When Barack Obama issued just the third veto of his presidency on Tuesday, of a bill allowing construction of the Keystone XL pipeline, Republicans were outraged, or at least pretended they were outraged. House Speaker John Boehner called it a “national embarrassment,” and Senate Majority Leader Mitch McConnell promised a vote to override the veto, as doomed an effort as every other piece of legislation Republicans hope to pass in the next two years.
But maybe Obama wasn’t cruelly crushing Republicans’ hopes for the limitless economic bounty that the pipeline would bring, as it turned America into a tar-sands-fueled paradise of high wages and economic opportunity. Maybe he was actually doing them a favor.
I say that because Republicans have really gone off the deep end when it comes to the Keystone XL, and they’ll be well served to move past this issue and see if they can come up with some real economic ideas that might not only appeal to the public, but could have a chance of adding momentum to the economy.

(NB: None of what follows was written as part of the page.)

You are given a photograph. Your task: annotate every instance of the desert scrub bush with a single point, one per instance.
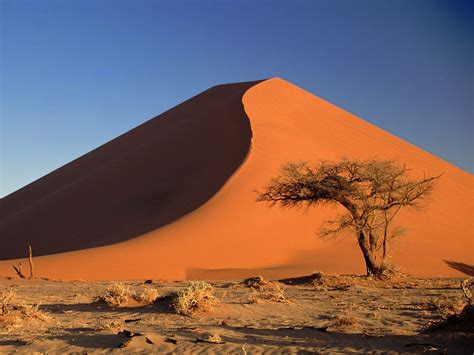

Because if you’ve listened to them for the past couple of years, you’d think that America’s entire economic future depended on this one project. Any time a Republican politician was asked what we should do to improve the economy, the first thing that would come out of their mouth would be, “We need to build the Keystone XL pipeline.”
That’s despite the fact that even under the most optimistic assessment, Keystone would have created 42,000 temporary jobs, and as few as 35 permanent jobs maintaining it. And those 42,000 included indirect jobs created by the spending on the pipeline, in every industry anyone could think of, from apparel to entertainment.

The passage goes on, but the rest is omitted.